Since many of the Global Goals are regional in nature, regional cooperation and coordination in the field of environmental protection needs to be strengthened in response to growing challenges such as  climate change, population growth and urbanization, participants agreed at the meeting.

“Shocked to see the effects of climate change – 30% of Tajikistan’s spectacular glaciers have melted. There’s no time to lose to take climate action” UN Secretary General Antonio Guterres tweeted during his visit to Central Asia in June.

Climate change is indeed threatening access to water and farming in the region, finds UN Environment’s Mountain Outlook report for Central Asia launched during the Ashgabat meeting.

One third of the region’s glaciers having melted in the past 100 years and water supply expected to decline by a further 12% across the region by 2050, states the report.
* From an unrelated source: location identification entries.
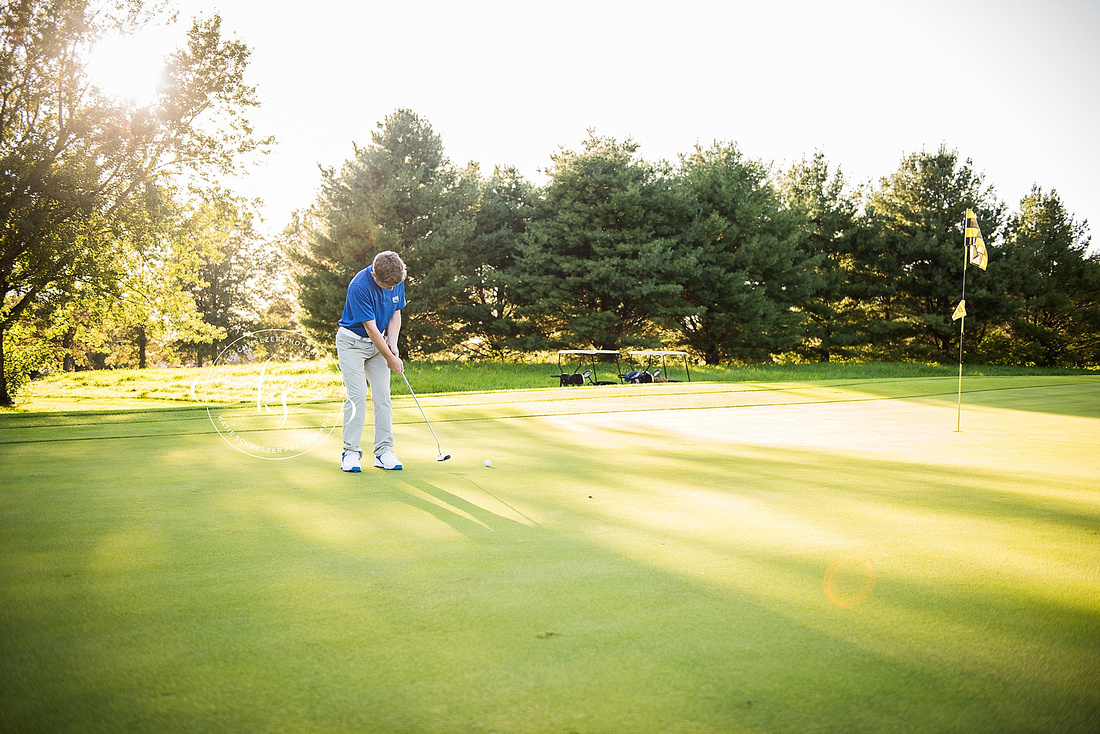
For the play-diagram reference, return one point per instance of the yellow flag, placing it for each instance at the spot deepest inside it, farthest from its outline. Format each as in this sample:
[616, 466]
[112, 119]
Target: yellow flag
[975, 242]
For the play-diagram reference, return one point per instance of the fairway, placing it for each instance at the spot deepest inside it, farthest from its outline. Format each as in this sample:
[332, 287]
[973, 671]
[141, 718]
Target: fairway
[795, 557]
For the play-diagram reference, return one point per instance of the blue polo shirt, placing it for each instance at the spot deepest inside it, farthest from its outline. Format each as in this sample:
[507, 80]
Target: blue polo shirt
[366, 302]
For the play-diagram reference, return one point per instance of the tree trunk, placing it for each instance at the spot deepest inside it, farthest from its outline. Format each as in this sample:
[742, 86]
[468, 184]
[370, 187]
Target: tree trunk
[6, 400]
[142, 342]
[67, 346]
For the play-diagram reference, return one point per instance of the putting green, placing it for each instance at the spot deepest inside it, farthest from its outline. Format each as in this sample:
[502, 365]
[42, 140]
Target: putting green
[821, 557]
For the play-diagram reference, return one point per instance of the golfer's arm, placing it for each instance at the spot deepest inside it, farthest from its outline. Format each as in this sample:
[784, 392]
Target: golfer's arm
[378, 340]
[393, 330]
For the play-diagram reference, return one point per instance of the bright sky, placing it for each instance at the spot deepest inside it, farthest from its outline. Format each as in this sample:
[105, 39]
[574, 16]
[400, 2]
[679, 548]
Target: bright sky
[1013, 85]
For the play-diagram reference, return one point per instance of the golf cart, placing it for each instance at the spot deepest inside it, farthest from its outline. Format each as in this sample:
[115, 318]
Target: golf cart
[585, 367]
[650, 372]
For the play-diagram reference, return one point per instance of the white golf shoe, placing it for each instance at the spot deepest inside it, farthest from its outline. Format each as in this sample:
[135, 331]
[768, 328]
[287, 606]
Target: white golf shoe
[387, 460]
[350, 462]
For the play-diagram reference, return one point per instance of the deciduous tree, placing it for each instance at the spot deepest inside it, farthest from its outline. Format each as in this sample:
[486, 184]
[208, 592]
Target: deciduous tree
[74, 163]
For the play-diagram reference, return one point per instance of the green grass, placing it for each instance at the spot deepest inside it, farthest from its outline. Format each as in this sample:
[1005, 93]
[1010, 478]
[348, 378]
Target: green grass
[640, 559]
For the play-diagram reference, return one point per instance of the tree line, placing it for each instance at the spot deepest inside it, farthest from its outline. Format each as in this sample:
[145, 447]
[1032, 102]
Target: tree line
[715, 253]
[120, 245]
[118, 240]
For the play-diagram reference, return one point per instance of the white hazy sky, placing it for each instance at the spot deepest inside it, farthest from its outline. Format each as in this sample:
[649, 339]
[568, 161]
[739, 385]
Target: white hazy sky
[1013, 85]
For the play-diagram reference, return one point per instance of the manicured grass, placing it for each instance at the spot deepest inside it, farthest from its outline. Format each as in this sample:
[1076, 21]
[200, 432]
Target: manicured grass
[646, 558]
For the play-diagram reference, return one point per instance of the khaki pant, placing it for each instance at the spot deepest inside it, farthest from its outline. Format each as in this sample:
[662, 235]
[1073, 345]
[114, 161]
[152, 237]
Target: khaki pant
[362, 364]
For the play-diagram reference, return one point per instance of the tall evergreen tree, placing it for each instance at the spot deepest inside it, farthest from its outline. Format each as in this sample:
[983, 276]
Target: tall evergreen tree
[1054, 284]
[829, 216]
[595, 264]
[750, 272]
[912, 278]
[488, 315]
[399, 194]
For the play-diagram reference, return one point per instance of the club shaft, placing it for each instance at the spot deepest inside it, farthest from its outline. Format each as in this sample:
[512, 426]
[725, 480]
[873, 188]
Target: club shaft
[438, 447]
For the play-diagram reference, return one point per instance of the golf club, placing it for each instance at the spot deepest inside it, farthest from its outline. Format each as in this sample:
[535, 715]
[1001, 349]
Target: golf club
[441, 457]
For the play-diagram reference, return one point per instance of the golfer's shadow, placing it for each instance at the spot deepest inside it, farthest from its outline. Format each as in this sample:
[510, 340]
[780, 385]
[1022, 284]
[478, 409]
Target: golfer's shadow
[469, 518]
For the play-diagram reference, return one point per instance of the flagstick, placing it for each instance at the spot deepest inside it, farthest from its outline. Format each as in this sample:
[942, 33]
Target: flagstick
[966, 259]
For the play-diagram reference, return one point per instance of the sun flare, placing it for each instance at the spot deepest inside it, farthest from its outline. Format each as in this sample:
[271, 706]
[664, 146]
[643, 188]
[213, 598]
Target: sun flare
[129, 68]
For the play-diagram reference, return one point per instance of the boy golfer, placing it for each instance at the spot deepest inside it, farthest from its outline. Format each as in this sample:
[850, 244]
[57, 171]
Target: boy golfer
[366, 348]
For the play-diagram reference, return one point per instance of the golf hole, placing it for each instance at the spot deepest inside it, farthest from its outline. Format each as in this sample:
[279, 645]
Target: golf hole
[849, 581]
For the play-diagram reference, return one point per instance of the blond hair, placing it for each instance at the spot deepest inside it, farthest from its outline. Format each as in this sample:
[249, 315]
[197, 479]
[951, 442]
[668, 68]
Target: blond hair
[388, 269]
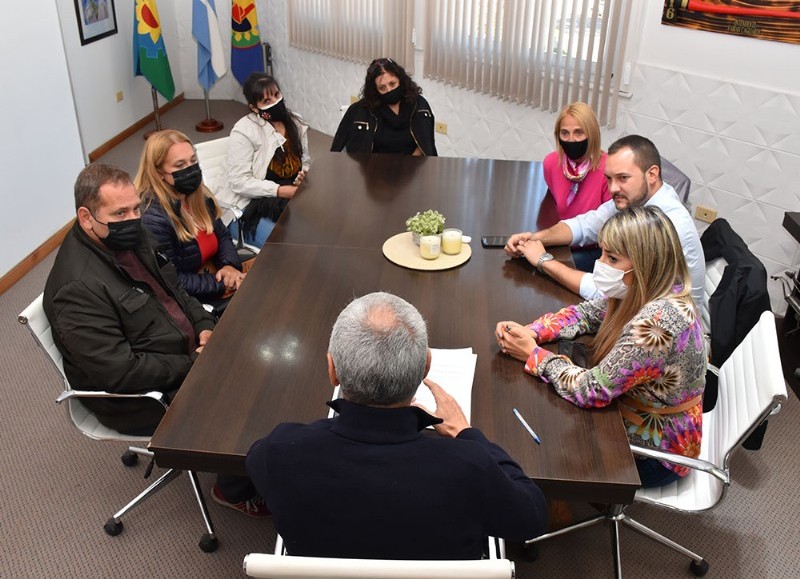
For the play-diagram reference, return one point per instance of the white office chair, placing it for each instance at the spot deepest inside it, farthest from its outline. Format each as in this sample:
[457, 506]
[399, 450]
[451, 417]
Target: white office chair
[212, 156]
[751, 388]
[35, 319]
[279, 565]
[677, 178]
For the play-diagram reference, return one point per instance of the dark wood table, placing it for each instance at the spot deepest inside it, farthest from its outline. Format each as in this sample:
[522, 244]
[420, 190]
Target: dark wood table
[265, 363]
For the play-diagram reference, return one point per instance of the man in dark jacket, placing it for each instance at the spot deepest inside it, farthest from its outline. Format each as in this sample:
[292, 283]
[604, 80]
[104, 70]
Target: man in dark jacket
[118, 317]
[370, 483]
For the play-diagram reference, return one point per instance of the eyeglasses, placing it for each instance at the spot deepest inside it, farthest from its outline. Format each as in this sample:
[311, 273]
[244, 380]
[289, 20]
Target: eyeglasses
[376, 65]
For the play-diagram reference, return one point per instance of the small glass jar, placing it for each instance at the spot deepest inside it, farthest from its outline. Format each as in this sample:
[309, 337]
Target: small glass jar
[451, 241]
[429, 246]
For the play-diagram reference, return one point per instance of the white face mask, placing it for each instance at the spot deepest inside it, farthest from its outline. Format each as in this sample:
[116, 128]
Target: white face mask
[609, 280]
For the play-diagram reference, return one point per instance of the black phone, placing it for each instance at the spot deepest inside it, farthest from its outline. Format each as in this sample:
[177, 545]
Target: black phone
[493, 241]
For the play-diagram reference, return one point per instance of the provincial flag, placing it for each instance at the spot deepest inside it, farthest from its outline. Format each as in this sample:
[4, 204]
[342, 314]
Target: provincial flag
[246, 55]
[149, 53]
[210, 57]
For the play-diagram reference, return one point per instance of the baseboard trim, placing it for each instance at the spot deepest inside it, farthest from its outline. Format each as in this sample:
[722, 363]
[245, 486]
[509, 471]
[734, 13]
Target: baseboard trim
[108, 145]
[34, 258]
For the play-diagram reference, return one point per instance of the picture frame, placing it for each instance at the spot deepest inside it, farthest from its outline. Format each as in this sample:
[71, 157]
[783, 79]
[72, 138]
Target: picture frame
[96, 19]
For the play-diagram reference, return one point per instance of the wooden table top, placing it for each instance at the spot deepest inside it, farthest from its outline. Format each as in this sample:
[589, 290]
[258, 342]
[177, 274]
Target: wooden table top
[265, 363]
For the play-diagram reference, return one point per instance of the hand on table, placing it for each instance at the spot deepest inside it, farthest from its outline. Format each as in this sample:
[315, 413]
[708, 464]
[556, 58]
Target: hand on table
[515, 340]
[514, 244]
[230, 277]
[447, 409]
[532, 250]
[202, 340]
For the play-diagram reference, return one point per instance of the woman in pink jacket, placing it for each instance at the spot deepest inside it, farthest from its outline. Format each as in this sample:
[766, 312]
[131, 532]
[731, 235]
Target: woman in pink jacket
[574, 172]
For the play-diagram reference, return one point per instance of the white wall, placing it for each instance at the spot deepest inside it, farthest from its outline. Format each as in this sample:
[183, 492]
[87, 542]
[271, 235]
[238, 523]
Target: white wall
[724, 109]
[40, 149]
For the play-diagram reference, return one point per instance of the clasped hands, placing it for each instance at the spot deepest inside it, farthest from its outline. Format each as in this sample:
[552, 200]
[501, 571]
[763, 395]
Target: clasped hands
[525, 245]
[230, 277]
[515, 340]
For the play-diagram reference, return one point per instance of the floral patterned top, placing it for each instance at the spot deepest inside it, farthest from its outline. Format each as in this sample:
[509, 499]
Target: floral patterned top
[657, 370]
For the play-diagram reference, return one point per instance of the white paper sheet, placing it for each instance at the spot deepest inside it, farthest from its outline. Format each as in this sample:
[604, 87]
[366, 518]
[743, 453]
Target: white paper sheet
[454, 371]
As a result, without adaptation measures, crop yields in Uzbekistan could fall 20-50% by 2050 while population levels continue to rise.
The rise in temperatures is already denting agricultural production as farmers must go uphill to find land that has better water supply and is less saline. Juniper trees are now cultivated 500-700 metres higher than in the year 2000 in Turkmenistan for example.

However, policymakers have the chance to act - provided there is coordination at local, national and regional levels, climate policy is seen as holding the potential to contribute to sustainable development in Central Asia. Drought-resistant crops, micro finance and the opening of national parks are already bringing fruits in this regard, the Outlook demonstrates.